If wired isn't an option, there are several ways to improve Wi-Fi performance:

  • Move closer to your router — signal strength drops sharply with distance and through walls
  • Switch to the 5 GHz band instead of 2.4 GHz if your router and adapter both support it — 5 GHz offers faster speeds over shorter distances
  • Reduce interference by keeping the router away from microwaves, cordless phones, and other electronics
  • Restart your router — routers accumulate connection state over time and benefit from periodic reboots
  • Check for Wi-Fi congestion using a tool like NetSpot or your router's admin panel to see which channels nearby networks are using, then switch to a less crowded one

Fix 3: Update or Replace Your Network Adapter Driver

Your network adapter (the hardware that connects your PC to the network) relies on a software driver to communicate with Windows. Outdated drivers can cause speed drops, connection instability, or missed support for newer Wi-Fi standards.

To update:

  1. Open Device Manager
  2. Expand Network Adapters
  3. Right-click your adapter and select Update driver

If your adapter is several years old and only supports Wi-Fi 4 (802.11n), you may be bottlenecked by the hardware itself. Newer standards like Wi-Fi 5 (802.11ac) and Wi-Fi 6 (802.11ax) support significantly higher throughput — but only if both your router and adapter support the same standard.

Fix 4: Manage Background Processes and Bandwidth Hogs

Even when you're not actively downloading anything, software on your PC may be consuming bandwidth in the background — updates, cloud sync, streaming services, and telemetry all compete for the same connection.

Check and limit background usage:

What to CheckWhere to Find It
Windows Update downloadsSettings → Windows Update
OneDrive / Google Drive syncSystem tray icons
App background dataTask Manager → Performance → Open Resource Monitor → Network
Metered connection settingSettings → Network → Wi-Fi → Properties

Setting your connection as metered in Windows limits how aggressively the OS downloads updates in the background — useful on slower connections.

Fix 5: Adjust DNS Settings

Your PC uses a DNS server to translate website names (like google.com) into IP addresses. Your ISP's default DNS servers are often slower or less reliable than alternatives.

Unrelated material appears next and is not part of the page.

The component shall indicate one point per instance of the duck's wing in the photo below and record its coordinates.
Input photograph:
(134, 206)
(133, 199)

Switching to a faster public DNS provider — such as Cloudflare (1.1.1.1) or Google (8.8.8.8) — can reduce page load times noticeably, especially on connections with high DNS latency. This doesn't increase raw bandwidth, but it reduces the time your PC spends resolving addresses before a page even begins loading.

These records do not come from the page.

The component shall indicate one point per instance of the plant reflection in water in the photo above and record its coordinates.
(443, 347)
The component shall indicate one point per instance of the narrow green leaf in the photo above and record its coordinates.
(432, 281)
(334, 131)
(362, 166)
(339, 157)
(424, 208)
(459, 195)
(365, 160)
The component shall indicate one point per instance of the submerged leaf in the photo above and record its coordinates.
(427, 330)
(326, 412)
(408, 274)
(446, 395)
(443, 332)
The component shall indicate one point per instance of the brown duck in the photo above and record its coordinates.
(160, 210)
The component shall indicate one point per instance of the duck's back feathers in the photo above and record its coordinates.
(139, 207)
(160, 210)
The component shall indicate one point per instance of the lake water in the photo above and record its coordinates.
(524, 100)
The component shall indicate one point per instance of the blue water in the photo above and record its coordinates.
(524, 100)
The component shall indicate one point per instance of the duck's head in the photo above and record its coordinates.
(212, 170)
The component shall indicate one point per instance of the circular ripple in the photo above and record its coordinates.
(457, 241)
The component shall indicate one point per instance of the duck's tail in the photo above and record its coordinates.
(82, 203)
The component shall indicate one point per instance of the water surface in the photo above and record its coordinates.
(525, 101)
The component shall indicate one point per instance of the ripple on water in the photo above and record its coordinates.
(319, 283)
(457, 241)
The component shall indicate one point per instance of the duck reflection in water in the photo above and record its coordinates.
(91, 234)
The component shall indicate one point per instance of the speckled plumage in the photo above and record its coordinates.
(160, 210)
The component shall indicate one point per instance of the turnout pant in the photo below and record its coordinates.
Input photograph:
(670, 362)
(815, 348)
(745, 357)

To change DNS: Settings → Network & Internet → your connection type → DNS server assignment → Manual.

Fix 6: Check for Malware

Malware frequently uses your internet connection without your knowledge — for spam, mining, or data exfiltration. If your speeds dropped suddenly and none of the above helps, running a full scan with Windows Defender or a trusted third-party tool is worth doing before looking at hardware solutions.

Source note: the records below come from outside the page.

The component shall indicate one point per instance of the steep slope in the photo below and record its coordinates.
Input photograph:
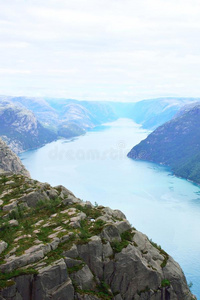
(152, 113)
(9, 161)
(52, 112)
(176, 144)
(55, 246)
(20, 128)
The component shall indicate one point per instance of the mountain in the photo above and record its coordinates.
(52, 112)
(9, 161)
(55, 246)
(28, 122)
(20, 128)
(152, 113)
(175, 144)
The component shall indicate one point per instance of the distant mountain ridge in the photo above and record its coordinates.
(10, 162)
(175, 144)
(29, 122)
(20, 128)
(56, 246)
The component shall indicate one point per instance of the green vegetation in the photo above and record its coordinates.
(5, 277)
(162, 252)
(75, 268)
(103, 291)
(126, 238)
(165, 283)
(145, 290)
(175, 144)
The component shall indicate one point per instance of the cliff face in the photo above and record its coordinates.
(55, 246)
(9, 161)
(20, 128)
(175, 143)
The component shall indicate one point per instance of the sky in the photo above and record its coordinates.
(119, 50)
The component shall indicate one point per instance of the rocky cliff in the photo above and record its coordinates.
(20, 128)
(175, 144)
(9, 161)
(55, 246)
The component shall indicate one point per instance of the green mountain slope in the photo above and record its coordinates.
(176, 144)
(20, 128)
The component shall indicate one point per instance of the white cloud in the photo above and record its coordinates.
(114, 50)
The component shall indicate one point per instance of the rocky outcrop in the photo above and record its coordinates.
(9, 162)
(20, 129)
(60, 247)
(175, 144)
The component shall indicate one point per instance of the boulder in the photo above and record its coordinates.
(3, 246)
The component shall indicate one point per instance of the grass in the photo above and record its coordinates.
(162, 252)
(165, 283)
(75, 268)
(126, 238)
(5, 278)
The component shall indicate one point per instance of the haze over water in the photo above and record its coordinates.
(95, 167)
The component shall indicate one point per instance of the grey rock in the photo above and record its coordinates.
(32, 198)
(70, 200)
(13, 223)
(54, 244)
(64, 291)
(52, 281)
(111, 233)
(107, 250)
(21, 261)
(123, 226)
(92, 253)
(9, 161)
(84, 278)
(52, 193)
(24, 286)
(3, 246)
(114, 213)
(71, 262)
(65, 192)
(72, 253)
(12, 205)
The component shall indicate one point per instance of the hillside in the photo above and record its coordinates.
(20, 128)
(27, 123)
(55, 246)
(175, 144)
(10, 162)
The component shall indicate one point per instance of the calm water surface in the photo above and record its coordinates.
(95, 168)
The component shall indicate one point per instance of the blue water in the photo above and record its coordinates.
(95, 167)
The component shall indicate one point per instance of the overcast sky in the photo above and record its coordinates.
(100, 49)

The Variables That Determine What Works for You 🎯

Which of these fixes will have the most impact depends heavily on your setup:

  • Your ISP plan speed — if you're paying for 50 Mbps, no amount of optimization will push you past that ceiling
  • Your router's age and Wi-Fi standard — an older router may cap speeds regardless of what your plan offers
  • How far you are from the router and what's in between
  • How many devices share your network — congestion is a real factor in busy households
  • What you're doing online — video calls are sensitive to latency; large file downloads care more about bandwidth

A user on a gigabit connection with a modern router and an Ethernet cable will have a very different optimization path than someone on a 25 Mbps plan connecting over Wi-Fi from two rooms away. The fixes exist across a wide spectrum of effort and impact — and which combination applies depends entirely on where your specific bottleneck actually lives.